Many people around the world admire the Uber’s article “Why Uber Engineering Switched from Postgres to MySQL”, but I think this article contains many mistakes. So, I’m going to provide correct information regarding to PostgreSQL and MySQL.
In this post, I explain the replication of both databases.
- Single-master multi-slaves model
- Transaction Log shipping based
- Synchronous and asynchronous modes supported
- Replicating all databases
The detail of the PostgreSQL replication is described in my article. Simply put, PostgreSQL’s replication is based on transaction log shipping, in which a master server continues to send transaction log and then, each slave server replays the received log immediately.
The transaction log shipping may be caused when any one of the following occurs:
- One running transaction has committed or has aborted.
- The WAL buffer (transaction log buffer) has been filled up with many tuples have been written.
- A WAL writer process writes periodically. default is 200 milliseconds.
If you execute a query that modifies a few rows, transaction logs (WAL data) are send when the query has committed.
On the other hand, if you execute a query that modifies a huge number of rows, transaction logs are send periodically. For example, we suppose that a UPDATE command that updates one million rows and it takes a few minutes to finish. While the master are updating a table, WAL data are also sending to the slave; the slave is replaying the received WAL data. Therefore, the transactions of both master and the slave are committed at the almost same time (regardless of whether the synchronous mode or the asynchronous mode).
Basically, PostgreSQL’s streaming replication replicates all databases.

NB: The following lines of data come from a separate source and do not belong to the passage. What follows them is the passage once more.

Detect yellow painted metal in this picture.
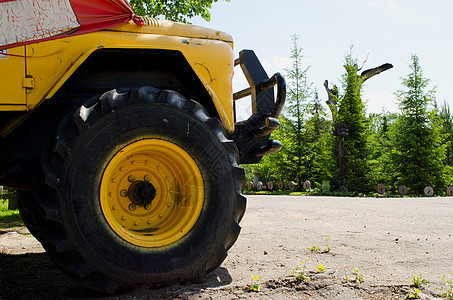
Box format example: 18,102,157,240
0,18,234,132
0,46,26,106
100,138,204,248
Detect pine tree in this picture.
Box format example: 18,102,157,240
305,91,334,185
285,35,312,187
391,55,446,195
337,49,370,192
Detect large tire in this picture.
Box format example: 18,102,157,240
33,87,246,292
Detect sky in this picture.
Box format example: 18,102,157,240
191,0,453,118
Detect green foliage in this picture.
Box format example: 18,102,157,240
439,272,453,299
293,260,310,282
391,55,446,195
316,264,326,273
409,288,420,299
334,47,370,192
368,111,398,191
130,0,229,23
410,274,429,288
0,196,23,228
257,35,333,188
352,267,365,284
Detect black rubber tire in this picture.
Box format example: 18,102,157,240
17,190,40,240
32,87,246,293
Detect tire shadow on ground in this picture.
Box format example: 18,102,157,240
0,253,232,300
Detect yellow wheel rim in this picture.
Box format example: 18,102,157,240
100,139,204,248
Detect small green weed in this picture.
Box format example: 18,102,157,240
438,272,453,299
0,199,23,228
316,264,326,273
310,246,321,252
249,273,260,292
410,273,429,288
409,288,420,299
352,267,365,284
310,237,335,256
293,260,310,282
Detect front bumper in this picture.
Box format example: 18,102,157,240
231,50,286,164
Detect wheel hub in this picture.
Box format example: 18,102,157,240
128,181,156,205
100,138,204,248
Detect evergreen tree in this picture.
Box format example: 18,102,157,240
305,91,335,185
368,111,398,189
285,35,312,187
391,55,445,195
129,0,230,23
334,48,370,192
439,101,453,166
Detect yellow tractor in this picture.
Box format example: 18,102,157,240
0,5,285,292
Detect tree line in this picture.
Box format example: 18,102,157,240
246,36,453,195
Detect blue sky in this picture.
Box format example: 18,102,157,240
191,0,453,113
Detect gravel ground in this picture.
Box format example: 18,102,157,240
0,195,453,299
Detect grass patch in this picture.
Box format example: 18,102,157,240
0,199,24,229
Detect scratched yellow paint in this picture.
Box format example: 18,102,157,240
0,18,234,131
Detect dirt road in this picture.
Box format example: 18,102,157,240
0,196,453,299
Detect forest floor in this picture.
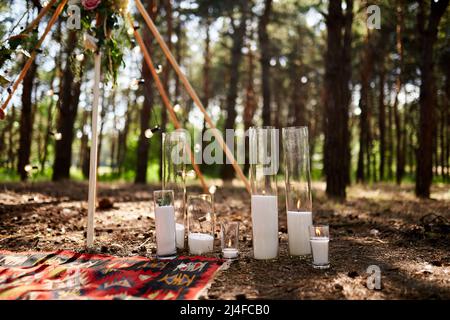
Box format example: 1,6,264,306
0,182,450,299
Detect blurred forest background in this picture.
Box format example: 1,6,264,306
0,0,450,199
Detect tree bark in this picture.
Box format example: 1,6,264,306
324,0,353,200
356,25,374,183
52,31,81,181
17,62,37,181
258,0,272,126
243,47,258,174
378,59,386,181
221,0,248,181
158,0,173,181
289,28,307,126
134,1,156,184
415,0,449,198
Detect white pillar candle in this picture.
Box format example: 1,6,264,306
287,211,312,256
175,223,184,249
155,206,177,256
311,237,330,266
222,248,238,259
251,195,278,259
188,232,214,255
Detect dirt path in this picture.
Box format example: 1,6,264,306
0,182,450,299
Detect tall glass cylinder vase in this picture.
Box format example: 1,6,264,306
153,190,177,259
162,131,189,249
249,127,279,260
282,127,312,256
187,194,214,255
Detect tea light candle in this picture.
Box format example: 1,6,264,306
251,195,278,259
311,237,330,266
155,206,176,256
222,248,238,259
188,232,214,255
287,211,312,256
175,223,185,249
309,226,330,269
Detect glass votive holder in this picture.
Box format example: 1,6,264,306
187,194,214,255
153,190,177,259
220,221,239,259
309,225,330,269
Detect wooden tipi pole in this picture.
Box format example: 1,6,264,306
135,0,251,193
0,0,68,118
128,14,208,192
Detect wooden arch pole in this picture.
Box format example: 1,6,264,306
0,0,68,117
135,0,251,193
24,0,56,32
86,52,101,248
127,14,209,193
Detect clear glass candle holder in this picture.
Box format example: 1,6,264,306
187,194,214,255
249,127,279,260
162,130,189,249
153,190,177,259
220,221,239,259
309,225,330,269
282,127,312,256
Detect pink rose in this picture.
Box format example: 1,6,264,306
81,0,102,10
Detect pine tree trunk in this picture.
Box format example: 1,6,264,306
378,62,386,181
258,0,272,126
52,31,81,181
415,0,449,198
243,48,257,174
17,62,37,181
221,0,248,181
134,1,156,184
324,0,353,200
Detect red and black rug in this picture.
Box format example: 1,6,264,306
0,250,223,300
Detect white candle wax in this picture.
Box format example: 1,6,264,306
311,237,330,265
175,223,184,249
251,195,278,259
188,233,214,255
222,248,238,259
155,206,176,256
287,211,312,256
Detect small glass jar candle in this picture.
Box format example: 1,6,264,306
282,127,312,256
220,221,239,259
309,225,330,269
153,190,177,259
187,194,214,255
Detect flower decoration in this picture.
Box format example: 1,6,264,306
81,0,102,10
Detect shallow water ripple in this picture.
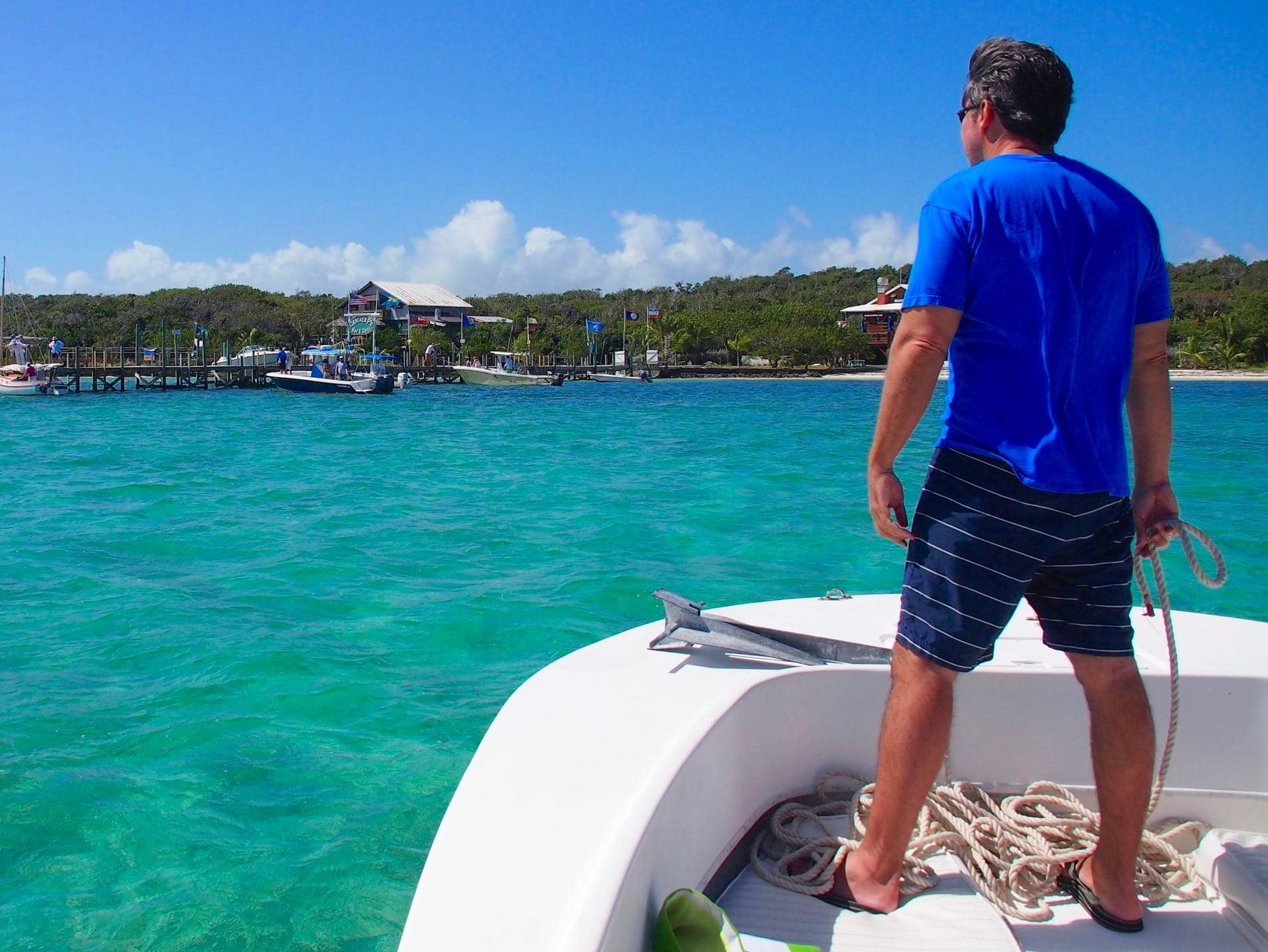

PostgreSQL version 9.4 or later can replicate the databases and tables you select by using logical decoding and replication slot.
- Single-master multi-slaves model
- Logical-log (SQL commands) shipping based
- Semi-Synchronous and asynchronous modes supported
- Replicating all databases or selected databases/tables
MySQL’s replication is also single-master multi-slaves model. In Addition, MySQL 5.7 supports multi-source replication (note that this is not a multi-master replication).
MySQL’s replication is based on Logical-log (SQL commands) shipping; the log used for replication is called the binary log. There are three logging formats: statement-based logging, row-based logging, and mixed logging. These logging formats have advantages and disadvantages. (Mixed-logging have not been recommended.)
The statement-based logging (SBL) records the executed SQL commands as shown below:
mysql$ mysqlbinlog mysql-bin.000001 ... snip ... BEGIN #140327 3:30:55 server id 2 end_log_pos 631 Query ... INSERT INTO tbl1 VALUES(2) #140327 3:30:55 server id 2 end_log_pos 658 Xid = 18 COMMIT/*!*/; ... snip ...
The row-based logging (RBL) records the modified rows as shown below:
... snip ... #795 server id 1 end_log_pos 155 Table_map: `sampledb`.`test` .. #795 server id 1 end_log_pos 194 Write_rows: table id 15 flags: STMT_END_F BINLOG ' jl7eRhMBAAAAMQAAAJsAAAAAAA8AAAAAAAAACHNhbXBsZWRiAAR0ZXN0AAID/AECAw== jl7eRhcBAAAAJwAAAMIAAAAQAA8AAAAAAAEAAv/8AwAAAAMAY2Nj '/*!*/; #795 server id 1 end_log_pos 243 Table_map: `sampledb`.`test` .. #795 server id 1 end_log_pos 282 Write_rows: table id 15 flags: STMT_END_F BINLOG ' ll7eRhMBAAAAMQAAAPMAAAAAAA8AAAAAAAAACHNhbXBsZWRiAAR0ZXN0AAID/AECAw== ll7eRhcBAAAAJwAAABoBAAAQAA8AAAAAAAEAAv/8BAAAAAMAZGRk '/*!*/; ... snip ...
The binary log shipping is caused whenever a transaction commits when using InnoDB; when using MyISAM, the log is send whenever a SQL command is finished. (Because a sequence of SQL commands within the binary log must be serializable.)
The figure below is shown how MySQL’s replication works. The binlog_dump thread of the master sends binary log whenever a transaction commits; the I/O thread of the slave receives the log and the SQL thread executes the received SQL command when using SBL. (When using RBL, the SQL thread modifies rows.)
Please note that the slave does not work while the master is updating a table. How do you think about this behavior? You could easily count the disadvantages caused by this behavior. For example, just after updating a large number of rows, access to a slave should be avoided.
Comments for the Uber’s article
The Uber’s article is a pack of lies. Fortunately, this article “On Uber’s Choice of Databases” has already pointed out what I’d like to say.
I add just two things:
- When using RBL, mysql generates a huge replication traffic. On the other hand, when using SBL, there are also some disadvantages.
- If a MySQL user want to read data from the slave just after updating or inserting a huge number of rows on the master, the user have to confirm whether the slave has been committed, in order to read consistent data (even if using semi-synchronous mode & SBL).